40. The device of claim 38, wherein the mechanism comprises a spiral configuration.

41. A hybrid polybiosensing-imaging system comprising: a well slide having two or more rows of a plurality of wells; a lid covering a top of each of the wells; a plurality of optical sensors that extend through the lid and into the wells; and a light guide structure including a plurality of light guiding mechanisms exposed and extending from a bottom of the light guide structure through the light guide structure to a perimeter of the light guide structure; wherein the light guide structure is positioned on the well slide such that the light guide structure straddles two of the rows of wells and a top of each of the optical sensors under the light guide structure is aligned with one of the light guiding mechanisms exposed on the bottom of the light guide structure.

42. The system of claim 41, wherein the optical sensors are positioned adjacent to sides of the wells.

43. The system of claim 41, wherein each of the sensors has a chemical sensing dot that is coupled to a bottom of the sensors, the chemical sensing dot configured to fluoresce based on being exposed to a target chemical upon receiving excitation light.

44. The system of claim 41, wherein each of the wells has a chemical sensing dot is coupled to a top surface of a floor of the well, the chemical sensing dot configured to fluoresce based on being exposed to a target chemical upon receiving excitation light.

45. The system of claim 41, further comprising a plurality of insert sheets each positioned on a floor of one of the wells and having a chemical sensing dot coupled to a top surface of one of the insert sheets, the chemical sensing dot configured to fluoresce based on being exposed to a target chemical upon receiving excitation light.

46. The system of claim 45, wherein each of the insert sheets has a central hole.

47. The system of claim 41, further comprising a plurality of alignment structures each positioned on the lid above the top of one of the optical sensors, each of the alignment structures having a central channel that is aligned with the one of the optical sensors and tapered outer side walls.

48. The system of claim 47, wherein a bottom of the light guide structure has recesses surrounding a bottom of each of the light guiding mechanisms, wherein tapered inner walls of each of the recesses are congruent with the tapered outer side walls.

49. The system of claim 41, wherein one or more of the light guiding mechanisms comprise a plurality of optical fibers in optical communication with each other via one or more mirrors.

50. The system of claim 41, further comprising one or more additional light guiding mechanism positioned within one or more of the floor and side walls of the wells.

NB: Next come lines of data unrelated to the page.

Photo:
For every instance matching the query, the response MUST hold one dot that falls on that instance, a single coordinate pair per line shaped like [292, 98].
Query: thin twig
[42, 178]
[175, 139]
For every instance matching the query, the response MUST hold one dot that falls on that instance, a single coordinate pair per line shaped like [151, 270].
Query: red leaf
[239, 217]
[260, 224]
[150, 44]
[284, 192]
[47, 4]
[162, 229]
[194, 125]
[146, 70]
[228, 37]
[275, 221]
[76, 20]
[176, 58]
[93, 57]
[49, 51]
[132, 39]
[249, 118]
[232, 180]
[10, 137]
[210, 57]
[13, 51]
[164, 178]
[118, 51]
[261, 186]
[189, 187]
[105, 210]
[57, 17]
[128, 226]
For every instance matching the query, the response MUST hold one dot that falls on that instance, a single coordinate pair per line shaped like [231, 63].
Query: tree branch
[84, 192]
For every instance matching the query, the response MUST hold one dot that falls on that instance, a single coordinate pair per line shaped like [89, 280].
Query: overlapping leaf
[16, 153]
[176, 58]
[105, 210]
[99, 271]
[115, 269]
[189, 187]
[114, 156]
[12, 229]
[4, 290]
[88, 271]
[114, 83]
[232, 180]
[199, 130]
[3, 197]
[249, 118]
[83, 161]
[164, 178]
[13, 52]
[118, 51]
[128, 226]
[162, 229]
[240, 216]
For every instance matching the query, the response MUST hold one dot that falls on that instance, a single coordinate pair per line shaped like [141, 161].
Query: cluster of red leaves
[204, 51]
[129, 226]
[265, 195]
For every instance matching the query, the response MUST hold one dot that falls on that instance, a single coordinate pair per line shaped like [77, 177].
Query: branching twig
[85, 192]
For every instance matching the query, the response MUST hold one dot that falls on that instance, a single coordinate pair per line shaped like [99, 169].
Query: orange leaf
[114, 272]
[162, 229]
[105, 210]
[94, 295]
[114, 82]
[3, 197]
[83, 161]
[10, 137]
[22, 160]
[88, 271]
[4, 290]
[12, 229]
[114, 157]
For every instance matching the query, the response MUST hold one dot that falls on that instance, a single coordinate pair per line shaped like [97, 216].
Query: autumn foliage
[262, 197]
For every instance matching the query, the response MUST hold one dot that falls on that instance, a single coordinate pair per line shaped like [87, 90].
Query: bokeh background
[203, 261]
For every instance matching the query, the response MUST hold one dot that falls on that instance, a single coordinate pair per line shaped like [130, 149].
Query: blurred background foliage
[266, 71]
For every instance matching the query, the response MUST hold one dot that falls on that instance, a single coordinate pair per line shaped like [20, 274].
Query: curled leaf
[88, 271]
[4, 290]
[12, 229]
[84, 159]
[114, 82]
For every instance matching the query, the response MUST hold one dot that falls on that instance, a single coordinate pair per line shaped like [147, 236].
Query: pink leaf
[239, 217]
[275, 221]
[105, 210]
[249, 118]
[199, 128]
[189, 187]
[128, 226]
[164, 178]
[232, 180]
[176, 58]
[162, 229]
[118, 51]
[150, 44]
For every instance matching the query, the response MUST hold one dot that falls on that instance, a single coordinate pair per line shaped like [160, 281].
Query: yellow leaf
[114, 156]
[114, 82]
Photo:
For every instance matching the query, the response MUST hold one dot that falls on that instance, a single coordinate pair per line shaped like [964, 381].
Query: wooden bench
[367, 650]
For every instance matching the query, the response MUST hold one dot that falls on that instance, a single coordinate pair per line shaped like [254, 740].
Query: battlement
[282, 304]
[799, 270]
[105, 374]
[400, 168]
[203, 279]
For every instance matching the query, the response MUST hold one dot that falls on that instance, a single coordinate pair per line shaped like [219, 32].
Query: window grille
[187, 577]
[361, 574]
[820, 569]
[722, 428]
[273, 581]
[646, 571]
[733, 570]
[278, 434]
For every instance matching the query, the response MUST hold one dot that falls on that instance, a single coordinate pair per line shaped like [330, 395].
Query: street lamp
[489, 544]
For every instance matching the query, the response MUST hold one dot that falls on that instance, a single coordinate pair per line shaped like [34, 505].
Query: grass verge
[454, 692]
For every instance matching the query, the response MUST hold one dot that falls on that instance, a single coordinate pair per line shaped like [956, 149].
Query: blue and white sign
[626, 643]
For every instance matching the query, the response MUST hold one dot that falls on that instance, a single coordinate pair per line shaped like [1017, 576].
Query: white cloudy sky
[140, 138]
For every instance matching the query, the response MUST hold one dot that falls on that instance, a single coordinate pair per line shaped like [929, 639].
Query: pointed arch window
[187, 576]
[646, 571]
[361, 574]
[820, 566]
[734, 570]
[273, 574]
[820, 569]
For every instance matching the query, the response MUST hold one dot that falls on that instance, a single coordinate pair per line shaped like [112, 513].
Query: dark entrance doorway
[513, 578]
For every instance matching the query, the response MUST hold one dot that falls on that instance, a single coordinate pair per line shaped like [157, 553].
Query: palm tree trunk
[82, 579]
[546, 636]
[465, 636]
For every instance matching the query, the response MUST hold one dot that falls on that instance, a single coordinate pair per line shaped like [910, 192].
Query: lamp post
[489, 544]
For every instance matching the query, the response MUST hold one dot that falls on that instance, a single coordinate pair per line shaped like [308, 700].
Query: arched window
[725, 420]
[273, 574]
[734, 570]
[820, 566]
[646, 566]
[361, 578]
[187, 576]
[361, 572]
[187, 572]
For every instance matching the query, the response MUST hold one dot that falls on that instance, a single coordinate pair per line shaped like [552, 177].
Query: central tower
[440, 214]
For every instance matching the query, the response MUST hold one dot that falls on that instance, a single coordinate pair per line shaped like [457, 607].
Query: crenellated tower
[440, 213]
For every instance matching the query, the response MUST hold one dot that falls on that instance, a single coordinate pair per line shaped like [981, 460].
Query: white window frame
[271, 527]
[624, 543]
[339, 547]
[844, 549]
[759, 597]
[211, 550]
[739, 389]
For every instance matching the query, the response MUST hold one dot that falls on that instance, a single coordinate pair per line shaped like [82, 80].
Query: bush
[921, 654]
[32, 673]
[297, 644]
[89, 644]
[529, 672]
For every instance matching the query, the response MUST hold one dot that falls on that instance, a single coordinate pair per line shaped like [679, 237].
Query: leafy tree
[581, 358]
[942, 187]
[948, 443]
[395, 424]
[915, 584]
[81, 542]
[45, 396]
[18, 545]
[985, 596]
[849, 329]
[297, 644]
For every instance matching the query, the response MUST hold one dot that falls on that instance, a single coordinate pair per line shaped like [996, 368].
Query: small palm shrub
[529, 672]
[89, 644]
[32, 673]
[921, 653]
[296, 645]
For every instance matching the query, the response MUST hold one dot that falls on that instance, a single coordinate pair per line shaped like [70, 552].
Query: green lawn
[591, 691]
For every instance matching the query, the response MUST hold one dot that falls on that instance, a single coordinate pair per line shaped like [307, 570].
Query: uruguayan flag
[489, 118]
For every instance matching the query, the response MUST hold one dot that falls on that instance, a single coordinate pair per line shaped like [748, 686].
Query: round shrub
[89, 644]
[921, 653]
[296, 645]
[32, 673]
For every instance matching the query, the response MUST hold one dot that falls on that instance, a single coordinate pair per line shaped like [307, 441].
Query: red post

51. The system of claim 41 , further comprising a plurality of lid protrusions that each protrude downward from the lid into one of the wells.

52. The system of claim 51, wherein the lid protrusions include a plurality of apertures whose opening sizes are each based on a vertical position of the aperture on the lid protrusion.

53. The system of claim 51, wherein each of the lid protrusions include a first electrode and each of the wells includes a second electrode.

54. The system of claim 41, further comprising a light guiding mechanism interrogator that selectively rotates one or more optical fibers such that the fibers align with a subset of tops of the light guide mechanisms.

55. A system comprising : a well-sealed against oxygen permeation; a fluorescent sensor within the well, the fluorescent sensor configured for measuring analyte concentration; a metering device configured for providing oxygen to the well; and a measuring device configured to measure an oxygen level to control the metering device and keep the measured oxygen level constant.

56. The system of claim 55 further comprising a gain block configured to receive analyte concentration information and analyte target concentration information.

57. The system of claim 56 wherein the gain block is further configured to generate an analyte metering control signal.

58. The system of claim 56 wherein the analyte concentration information is received from the measuring device.

59. The system of claim 55 wherein the metering device comprises a pump.

60. The system of claim 55 wherein the measuring device comprises a fiber.